A condenação de Cuca por abuso sexual à vulnerável em 1989 voltou à tona com a curta passagem do treinador pelo Corinthians. Durante seu período no Timão, o técnico foi alvo de protestos de torcedores na internet, no CT Dr. Joaquim Grava e no Parque São Jorge.

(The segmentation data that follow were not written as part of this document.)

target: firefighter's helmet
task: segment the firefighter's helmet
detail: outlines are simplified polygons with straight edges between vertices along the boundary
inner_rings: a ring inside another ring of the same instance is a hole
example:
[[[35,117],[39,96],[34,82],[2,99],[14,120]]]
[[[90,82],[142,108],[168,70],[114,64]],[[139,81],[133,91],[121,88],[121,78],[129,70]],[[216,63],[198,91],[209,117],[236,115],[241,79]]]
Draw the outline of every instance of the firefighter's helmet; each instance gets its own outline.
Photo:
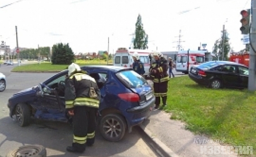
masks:
[[[138,53],[135,52],[134,52],[134,53],[133,53],[133,54],[132,55],[132,57],[135,57],[136,58],[136,60],[139,60],[139,54],[138,54]]]
[[[157,56],[160,57],[161,57],[161,54],[162,54],[161,53],[160,53],[158,51],[154,51],[153,52],[153,56]]]
[[[69,66],[68,66],[68,76],[70,76],[72,73],[73,73],[75,71],[81,71],[81,69],[80,69],[80,67],[79,65],[77,65],[76,63],[72,63]]]

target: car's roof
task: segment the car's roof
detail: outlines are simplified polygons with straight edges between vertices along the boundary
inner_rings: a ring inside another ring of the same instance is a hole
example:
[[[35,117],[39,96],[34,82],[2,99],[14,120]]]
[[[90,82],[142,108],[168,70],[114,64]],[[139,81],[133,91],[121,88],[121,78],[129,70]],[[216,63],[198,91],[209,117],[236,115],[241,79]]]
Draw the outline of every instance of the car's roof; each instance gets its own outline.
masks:
[[[81,68],[84,69],[92,69],[92,68],[103,69],[107,69],[108,70],[115,72],[118,71],[125,69],[131,69],[130,68],[127,68],[122,66],[118,66],[115,65],[100,65],[81,66]]]
[[[246,66],[245,65],[238,63],[233,61],[209,61],[208,62],[216,62],[218,64],[231,64],[231,65],[241,65]],[[207,62],[206,62],[207,63]]]
[[[84,65],[81,66],[82,70],[86,70],[88,69],[99,69],[107,70],[114,72],[116,72],[123,70],[130,69],[132,70],[131,68],[127,68],[122,66],[119,66],[116,65]],[[62,72],[67,71],[67,70],[66,69],[62,71]]]

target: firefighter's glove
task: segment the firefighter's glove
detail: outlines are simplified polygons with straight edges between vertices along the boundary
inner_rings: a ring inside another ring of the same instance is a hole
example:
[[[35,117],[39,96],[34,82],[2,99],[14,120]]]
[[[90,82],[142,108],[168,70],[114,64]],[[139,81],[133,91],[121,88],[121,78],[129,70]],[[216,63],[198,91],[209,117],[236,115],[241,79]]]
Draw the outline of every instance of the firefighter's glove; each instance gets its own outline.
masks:
[[[67,111],[67,114],[70,116],[73,116],[74,115],[74,109],[66,109]]]

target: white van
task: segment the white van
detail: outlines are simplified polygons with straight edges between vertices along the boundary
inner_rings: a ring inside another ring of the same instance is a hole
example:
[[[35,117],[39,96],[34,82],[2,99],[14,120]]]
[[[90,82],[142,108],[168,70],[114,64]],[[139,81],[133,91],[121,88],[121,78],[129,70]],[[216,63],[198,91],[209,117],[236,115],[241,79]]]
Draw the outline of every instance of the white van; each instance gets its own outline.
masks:
[[[134,62],[132,56],[135,53],[137,53],[139,56],[140,61],[144,65],[145,69],[144,75],[148,76],[150,67],[149,56],[152,52],[148,50],[119,48],[116,51],[116,54],[113,57],[113,64],[116,66],[132,68],[132,64]]]
[[[180,50],[177,55],[176,71],[187,74],[191,66],[211,61],[212,61],[211,53],[206,50]]]

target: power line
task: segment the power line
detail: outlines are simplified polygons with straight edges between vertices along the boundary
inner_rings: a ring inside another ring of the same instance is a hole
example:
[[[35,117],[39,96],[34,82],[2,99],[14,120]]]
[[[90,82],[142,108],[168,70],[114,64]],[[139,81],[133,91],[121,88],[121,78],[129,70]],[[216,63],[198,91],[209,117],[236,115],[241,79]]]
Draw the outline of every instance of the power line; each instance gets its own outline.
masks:
[[[177,43],[177,46],[176,47],[176,48],[177,48],[177,49],[178,49],[178,50],[180,50],[180,49],[181,49],[182,48],[182,45],[181,45],[181,43],[182,42],[184,42],[184,41],[181,41],[181,37],[183,36],[183,35],[181,35],[181,30],[180,30],[180,31],[179,31],[179,36],[175,36],[175,37],[178,37],[179,38],[179,39],[177,41],[175,41],[173,42],[173,43]],[[174,47],[175,48],[175,47]]]
[[[16,2],[13,2],[13,3],[10,3],[10,4],[9,4],[4,5],[4,6],[1,6],[1,7],[0,7],[0,8],[4,8],[6,7],[8,7],[8,6],[9,6],[9,5],[11,5],[13,4],[15,4],[15,3],[18,3],[18,2],[21,2],[21,1],[23,1],[23,0],[18,0],[18,1],[16,1]]]

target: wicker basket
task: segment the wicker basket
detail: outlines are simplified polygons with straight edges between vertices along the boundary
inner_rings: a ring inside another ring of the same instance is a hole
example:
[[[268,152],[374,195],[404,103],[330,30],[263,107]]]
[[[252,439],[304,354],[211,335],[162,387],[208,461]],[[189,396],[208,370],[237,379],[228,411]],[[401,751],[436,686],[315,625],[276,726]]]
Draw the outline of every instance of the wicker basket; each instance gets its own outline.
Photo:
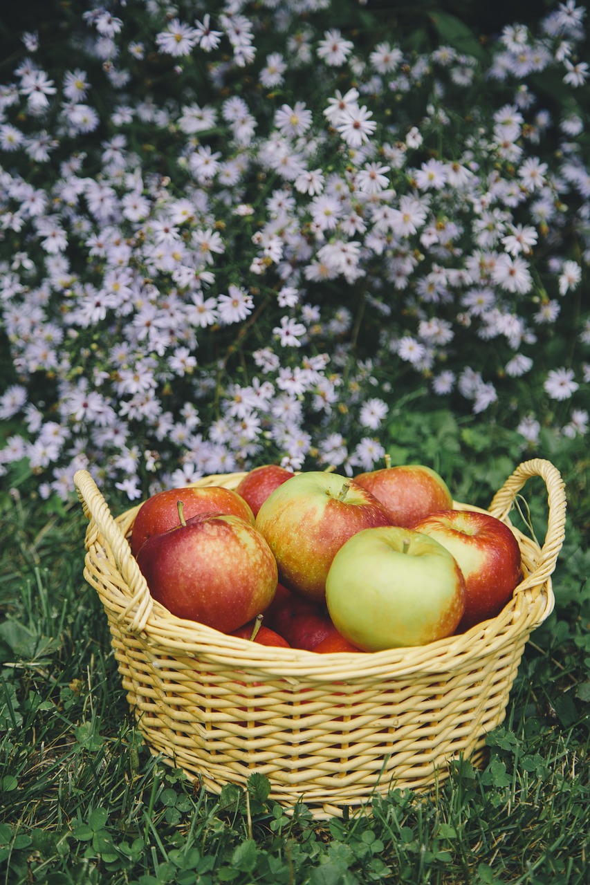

Por muito tempo, a condenação de Cuca e outros companheiros dos tempos de Grêmio (Henrique Arlindo, Eduardo Hamester e Fernando Castoldi) caiu em esquecimento na cobertura esportiva do país. Na época em que o episódio de Berna aconteceu, o jornal A Gazeta Esportiva acompanhou o desenrolar da história, desde a prisão dos jogadores em 1987 até a condenação, em 1989.

Acusação

No dia 1º de agosto de 1987, foi relatado no periódico que os quatro jogadores do Grêmio foram acusados de “terem violentado uma jovem de 14 anos” e acabaram detidos em Berna, na Suíça, durante uma excursão da delegação gremista pela Europa. Vale citar que os jornais locais apontam que a vítima tinha 13 anos na época.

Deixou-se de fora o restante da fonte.